Tips for better forecasting

  1. Use sufficient historical data: More historical data generally leads to more accurate forecasts, as seen in the example visualizations where rich historical data provides the foundation for predictions.
  2. Consider seasonality: Make sure your historical data captures any seasonal patterns relevant to your forecast. The weekly sales example specifically mentions "seasonal pattern with a weekly period" that informs inventory decisions.
  3. Check the confidence interval: Wider confidence intervals suggest higher uncertainty in the forecast. Notice how the pink shaded areas in all three examples vary in width, indicating different levels of prediction confidence.
  4. Compare different time intervals: Sometimes forecasting at different granularities (weekly vs. daily) can reveal different insights, as demonstrated by the different patterns visible in the weekly sales vs. daily orders forecasts.
  5. Update forecasts regularly: As new data becomes available, regenerate your forecasts for improved accuracy. The summaries for all examples note that the forecasts are "reasonably accurate" given current data.
  6. Look for anomalies: Observe data for anamolous events and filter out. Understanding such anomalies can help create more accurate forecasts.

Additional features

  • Query Breakdown: Click the "Query Breakdown" button (visible in the top right of all three example panels) to see the SQL and logic used to generate the forecast.
  • Toggle View: Switch between table and chart views using the buttons in the upper right of each visualization panel (shown as grid and line chart icons).
  • Highlighted Forecast: Use the "Highlighted Forecast" toggle (visible in all three examples) to emphasize the forecast portion of the chart.

Business applications

Based on the example forecasts shown:

  1. Inventory Management: Both the weekly sales and long-term forecasts specifically mention recommendations for inventory adjustments based on predicted demand.
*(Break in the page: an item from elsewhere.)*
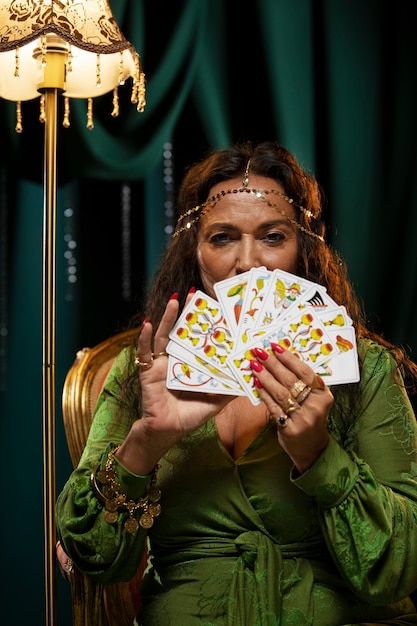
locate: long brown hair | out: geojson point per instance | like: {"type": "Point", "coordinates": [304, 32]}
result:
{"type": "Point", "coordinates": [318, 262]}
  2. Demand Planning: The forecasts provide expected values that can help with staffing and resource allocation.

  3. Trend Identification: All three examples identify underlying trends (rising, steady increase, continued growth) that inform business strategy.

  4. Supply Chain Optimization: The weekly forecast specifically mentions "adjustments to inventory and supply chain management" based on predicted values.

  5. Seasonal Planning: The forecasts identify seasonal patterns that help businesses prepare for cyclical changes in demand.